İşte bu alim zat kalabalık bir mürid grubu ile bir ramazan gününde çölde yolculuk anında gizli bir ses duyuyor. Bir ışık arasından ses, “Ey şeyhülkebir (büyük şeyh) ben sizin rabbinizim. Bu sıcakta çölde orucu sizden kaldırdım, orucunuzu bozabilirsiniz” diyordu.

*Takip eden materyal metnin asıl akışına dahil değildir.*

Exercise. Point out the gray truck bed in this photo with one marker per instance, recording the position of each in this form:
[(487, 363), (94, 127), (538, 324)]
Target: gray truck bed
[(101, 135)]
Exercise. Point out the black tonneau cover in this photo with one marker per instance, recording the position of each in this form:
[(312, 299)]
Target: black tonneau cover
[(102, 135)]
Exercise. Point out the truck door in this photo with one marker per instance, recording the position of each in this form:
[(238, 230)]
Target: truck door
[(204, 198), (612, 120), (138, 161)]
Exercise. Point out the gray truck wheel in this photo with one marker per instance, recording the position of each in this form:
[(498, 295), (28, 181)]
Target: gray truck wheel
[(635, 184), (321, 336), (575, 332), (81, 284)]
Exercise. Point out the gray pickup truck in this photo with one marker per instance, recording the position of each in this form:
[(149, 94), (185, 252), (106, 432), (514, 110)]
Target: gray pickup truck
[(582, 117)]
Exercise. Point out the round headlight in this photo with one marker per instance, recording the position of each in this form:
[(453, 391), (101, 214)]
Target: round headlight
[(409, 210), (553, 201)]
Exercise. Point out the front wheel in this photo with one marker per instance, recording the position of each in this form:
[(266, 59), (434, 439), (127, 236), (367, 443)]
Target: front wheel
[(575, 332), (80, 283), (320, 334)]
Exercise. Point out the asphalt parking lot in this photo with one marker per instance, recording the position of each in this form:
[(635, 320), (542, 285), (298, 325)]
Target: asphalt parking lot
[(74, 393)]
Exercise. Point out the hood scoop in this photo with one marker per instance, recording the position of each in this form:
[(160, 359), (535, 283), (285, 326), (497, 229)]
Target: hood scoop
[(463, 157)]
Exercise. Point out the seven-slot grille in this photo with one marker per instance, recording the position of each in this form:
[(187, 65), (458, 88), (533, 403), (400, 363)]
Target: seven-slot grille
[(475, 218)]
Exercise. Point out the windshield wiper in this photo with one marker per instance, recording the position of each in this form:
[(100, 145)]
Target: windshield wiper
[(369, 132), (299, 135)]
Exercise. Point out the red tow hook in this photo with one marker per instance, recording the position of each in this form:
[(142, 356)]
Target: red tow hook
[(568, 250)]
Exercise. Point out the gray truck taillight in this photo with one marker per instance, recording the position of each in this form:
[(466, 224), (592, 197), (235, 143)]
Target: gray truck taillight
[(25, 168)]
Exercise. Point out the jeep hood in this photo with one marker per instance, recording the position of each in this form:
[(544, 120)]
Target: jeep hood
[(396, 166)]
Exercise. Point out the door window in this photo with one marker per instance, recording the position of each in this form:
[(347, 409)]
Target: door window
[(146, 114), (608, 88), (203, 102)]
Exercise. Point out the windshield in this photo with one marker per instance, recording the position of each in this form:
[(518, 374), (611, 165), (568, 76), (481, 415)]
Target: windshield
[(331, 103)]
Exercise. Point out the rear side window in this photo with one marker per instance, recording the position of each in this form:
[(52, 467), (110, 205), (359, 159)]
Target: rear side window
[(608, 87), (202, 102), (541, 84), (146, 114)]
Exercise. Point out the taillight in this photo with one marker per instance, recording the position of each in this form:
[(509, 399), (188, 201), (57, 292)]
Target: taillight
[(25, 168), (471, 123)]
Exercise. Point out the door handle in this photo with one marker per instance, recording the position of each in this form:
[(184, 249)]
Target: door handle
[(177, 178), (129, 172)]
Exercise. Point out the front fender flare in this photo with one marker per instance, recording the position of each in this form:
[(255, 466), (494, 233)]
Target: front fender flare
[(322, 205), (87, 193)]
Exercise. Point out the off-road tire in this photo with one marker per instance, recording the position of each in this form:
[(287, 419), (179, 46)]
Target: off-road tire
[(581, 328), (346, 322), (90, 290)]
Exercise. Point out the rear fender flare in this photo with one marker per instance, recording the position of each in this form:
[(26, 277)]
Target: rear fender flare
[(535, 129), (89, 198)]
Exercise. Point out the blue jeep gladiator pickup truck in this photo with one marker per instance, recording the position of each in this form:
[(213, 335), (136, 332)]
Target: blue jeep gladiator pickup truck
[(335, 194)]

Abdulkadiri hazretleri, durumu tefekkür ederek bu sedanın ulu Allah’ın nidası olmadığını ilmi sayesinde anladı ve müritlerine sakın orucunuzu açmayın, bozmayın diye onları uyardı ve eüzü billahi mineşşeytanirraciyim, yani kovulmuş şeytanın şerrinden sana sığınırım dedi. Yani sesin şeytandan geldiğini bildi. Şeytan ortaya çıktı, ey gavs sesin benden, şeytandan olduğunu nasıl bildin diye sordu. Gavsı azam İmam Abdulkadir, rabbim bana üç ilim ihsan etti. Bu üç ilmi bilen ve bildiği ile amel eden gerçek alimler şeytanı insanı bildiği gibi tanırlar.

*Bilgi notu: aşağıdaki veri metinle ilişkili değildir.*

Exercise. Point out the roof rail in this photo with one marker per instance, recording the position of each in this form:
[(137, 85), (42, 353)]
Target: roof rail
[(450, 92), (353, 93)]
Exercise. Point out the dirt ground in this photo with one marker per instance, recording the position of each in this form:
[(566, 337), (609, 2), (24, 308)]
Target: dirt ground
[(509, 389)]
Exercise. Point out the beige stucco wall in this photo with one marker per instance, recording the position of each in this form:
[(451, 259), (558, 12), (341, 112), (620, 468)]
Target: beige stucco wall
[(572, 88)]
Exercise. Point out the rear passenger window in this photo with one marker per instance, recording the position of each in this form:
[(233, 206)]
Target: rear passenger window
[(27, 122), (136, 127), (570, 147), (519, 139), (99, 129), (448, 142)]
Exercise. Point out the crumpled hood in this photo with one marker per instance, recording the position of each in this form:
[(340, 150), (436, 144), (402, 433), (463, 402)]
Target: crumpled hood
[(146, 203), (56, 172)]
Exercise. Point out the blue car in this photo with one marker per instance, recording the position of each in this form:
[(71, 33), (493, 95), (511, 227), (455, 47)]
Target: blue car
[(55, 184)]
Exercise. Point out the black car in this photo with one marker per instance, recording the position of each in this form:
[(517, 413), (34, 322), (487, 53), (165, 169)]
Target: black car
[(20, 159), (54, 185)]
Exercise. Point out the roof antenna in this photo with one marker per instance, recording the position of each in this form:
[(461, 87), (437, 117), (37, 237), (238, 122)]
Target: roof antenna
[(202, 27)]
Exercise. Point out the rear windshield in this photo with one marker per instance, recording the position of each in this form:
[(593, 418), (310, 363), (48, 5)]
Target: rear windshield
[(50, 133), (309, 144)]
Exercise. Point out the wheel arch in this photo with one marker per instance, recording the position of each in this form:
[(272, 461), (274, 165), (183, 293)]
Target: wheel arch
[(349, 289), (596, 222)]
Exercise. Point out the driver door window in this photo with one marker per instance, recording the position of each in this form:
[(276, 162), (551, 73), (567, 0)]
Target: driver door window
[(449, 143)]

Bunlardan birincisi; Fıkıh – islam hukuku ilmidir. İbadet, ahlak ve muamelat kurallarını havidir. Buna göre; oruç tutan bir kimse açlık veya susuzluktan bayılma durumu hariç oruç bozulmaz, mazeretsiz bozulursa keffaret (61 gün) gerekir. Namaz ve diğer ibadetler de böyledir. Çünkü, Kur’an’da, “vağbüt rabbeke hatta yetiyekel yekin” ölüm sana gelinceye kadar ibadeti bırakma, Kur’an’da iki yerde geçer. Şeytana hitaben; sizden ibadet yükü kaldırıldı diyorsun, ayet aksini söylüyor. İkinci delil ise, ilmi kelam ile bildim, senin sesin bir yönden geldi, halbuki Allah mekandan münezzehtir. Mekanı ve makamı belli bir yerde değildir. Onun kudreti bütün arzı ve asumanı kuşatmıştır. Peygamberimize vahyi ilahi gelirken ses her taraftan birden gelirdi. Çünkü Allah’ta cihet, yön yoktur. Sağ-sol-ön-arka vs. Allah için söz konusu değildir, diyor.

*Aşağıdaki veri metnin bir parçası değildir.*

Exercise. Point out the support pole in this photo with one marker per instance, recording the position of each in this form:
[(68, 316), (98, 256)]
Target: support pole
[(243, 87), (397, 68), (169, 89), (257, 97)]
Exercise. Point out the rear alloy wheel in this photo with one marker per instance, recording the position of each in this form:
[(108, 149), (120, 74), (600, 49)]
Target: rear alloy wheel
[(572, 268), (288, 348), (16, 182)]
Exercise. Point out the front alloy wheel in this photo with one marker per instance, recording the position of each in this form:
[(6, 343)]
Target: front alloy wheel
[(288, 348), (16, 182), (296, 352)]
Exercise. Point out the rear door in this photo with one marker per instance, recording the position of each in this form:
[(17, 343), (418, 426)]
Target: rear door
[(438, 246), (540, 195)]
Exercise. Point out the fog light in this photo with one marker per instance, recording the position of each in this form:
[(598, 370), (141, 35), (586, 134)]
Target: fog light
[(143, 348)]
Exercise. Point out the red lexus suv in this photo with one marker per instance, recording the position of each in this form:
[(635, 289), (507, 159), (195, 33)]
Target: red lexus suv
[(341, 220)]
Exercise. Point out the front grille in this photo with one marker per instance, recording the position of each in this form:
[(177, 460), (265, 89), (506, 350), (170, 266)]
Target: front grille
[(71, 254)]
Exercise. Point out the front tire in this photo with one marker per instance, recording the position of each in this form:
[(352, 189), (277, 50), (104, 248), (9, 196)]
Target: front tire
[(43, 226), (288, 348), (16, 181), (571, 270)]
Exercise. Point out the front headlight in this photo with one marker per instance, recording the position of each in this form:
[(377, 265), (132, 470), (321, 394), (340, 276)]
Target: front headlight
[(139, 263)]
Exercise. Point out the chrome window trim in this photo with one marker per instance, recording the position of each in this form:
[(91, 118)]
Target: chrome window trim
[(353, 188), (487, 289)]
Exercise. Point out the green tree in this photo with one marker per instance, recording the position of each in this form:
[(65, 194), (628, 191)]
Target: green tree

Üçüncü ilim ise; ilmi ledünni ve tasavvufi ilimdir. Bu ses Allah’ın kelamı olsaydı, insana tesir eder, insanın vücudunu kaplar, insana gurur ve huzur verir, içine mutluluk dolardı. İkinci bir fark ise ulu Allah, Hz. Musa’nın arzusu ile dağa tecelli etti ve dağ eridi. (Bu ayettir). Eğer bu ses ulu Allah’tan olsaydı, yeryüzü su gibi erir, akardı. Yeryüzü ulu Allah’ın tecelliyatına dayanamazdı.
İşte bu yönlerden bu sesin Allah’tan olmadığını ve şeytandan olduğunu anladım ve senin şerrinden Allah’a sığındım diyerek şeytana cevap vermiştir.
Netice şudur ki; ölünceye kadar ibadeti bırakmak yoktur. Çünkü Allah “Ey kulum, ölüm sana gelinceye kadar -imanın koruyucusu olan- amelleri ibadetleri bırakmak yoktur” buyurulmuştur.
İman paha biçilemez bir cevherdir.
İmanı olmayan kişinin ömrü hederdir.